Réunir les conditions favorables

La vigueur du porte-greffe : un élément déterminant pour la réussite !

Un porte-greffe vigoureux va induire, au niveau de la greffe, un bourrelet cicatriciel bien développé, favorable à une bonne reprise. Plus encore, il permettra un bon développement du jeune plant issu du greffon. Faire prendre une greffe est une chose ; obtenir un beau sujet greffé en est une autre !
La vigueur du porte-greffe est donc déterminante : elle s’apprécie par la longueur de la dernière et de l’avant dernière pousse. La longueur minimum souhaitée varie en fonction des espèces. Des ordres de grandeur peuvent être donnés :
60 cm et plus : très bien
30 à 60 cm : bien
10 à 30 cm : attention, à revoir selon les espèces
moins de 10 cm : mieux vaut s’abstenir ou différer le greffage de quelques années (durant lesquels le plant sera fertilisé et/ou arrosé).

Les tire-sève

Plus l’on greffe sur des sujets de gros diamètre, plus la greffe est traumatisante (forte réduction de la surface foliaire) et plus il est souhaitable de conserver des tire-sève. Ceux-ci absorberont une partie de la sève qui ne peut plus monter dans la frondaison. Leur feuillage fera de la photosynthèse qui alimentera les racines. Leur présence atténuera la diminution de vigueur.
Les tire-sève peuvent être situés sur le tronc (sous la greffe), ou au pied de l’arbre (rejets).
Un tire-sève ne doit jamais dépasser la greffe car, dans le cas contraire, il va se développer au détriment de la greffe (rappel : la sève se porte vers les zones les plus hautes). Au greffage, on coupera donc l’extrémité d’un tire-sève qui serait au-dessus de la greffe. Puis, en végétation, on coupera les pousses vigoureuses qui dépassent la greffe.
Les tire-sève sont réduits l’hiver suivant, puis supprimés au bout de deux ou trois ans, lorsque la greffe a pris le relais.

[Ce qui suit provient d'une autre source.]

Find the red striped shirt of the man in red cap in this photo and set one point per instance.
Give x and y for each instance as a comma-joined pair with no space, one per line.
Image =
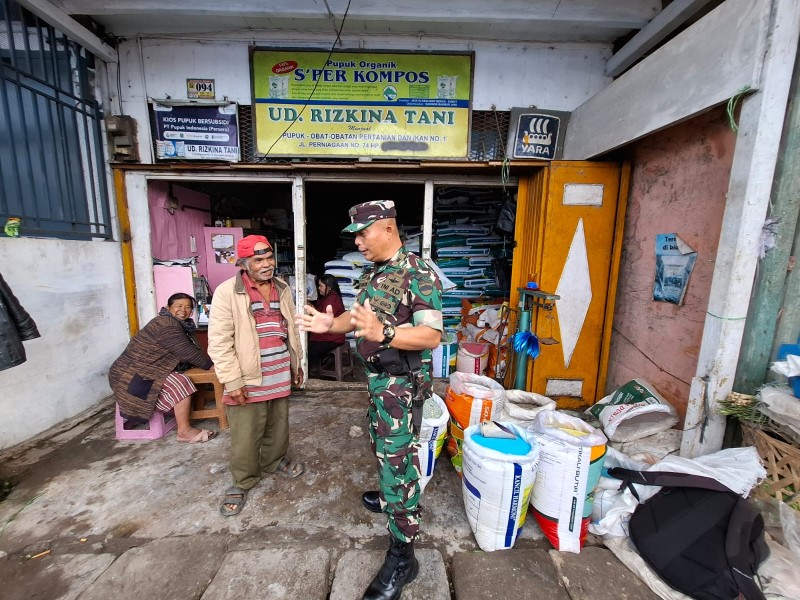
276,373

Faut-il tenir compte de la météo ?

Le temps qu’il fait au moment du greffage importe surtout… pour le greffeur ! Lorsqu’on est greffeur débutant, il est bien de pratiquer par un temps clément : on prend plus son temps, les gestes sont plus assurés.

Pour la greffe elle-même, c’est la température qu’il va faire dans les heures et les jours suivant le greffage qui peut importer. On évitera de greffer si un refroidissement (accompagné d’un arrêt de sève) est annoncé. Cela est particulièrement important pour la greffe en couronne, effectuée en pleine montée de sève (avril / début mai) : un arrêt de sève peut-être très préjudiciable à la reprise. Mieux vaut différer le greffage.

Faut-il tenir compte de la lune ?

A mon avis non, et pour les mêmes raisons que celles évoquées à propos de la taille (voir ICI).
La bonne lune pour greffer, c’est lorsque le végétal est au stade optimum, qu’un temps clément permet de greffer dans de bonnes conditions et, dans certains cas (greffe en couronne ), que la météo n’annonce pas de refroidissement dans les jours suivants.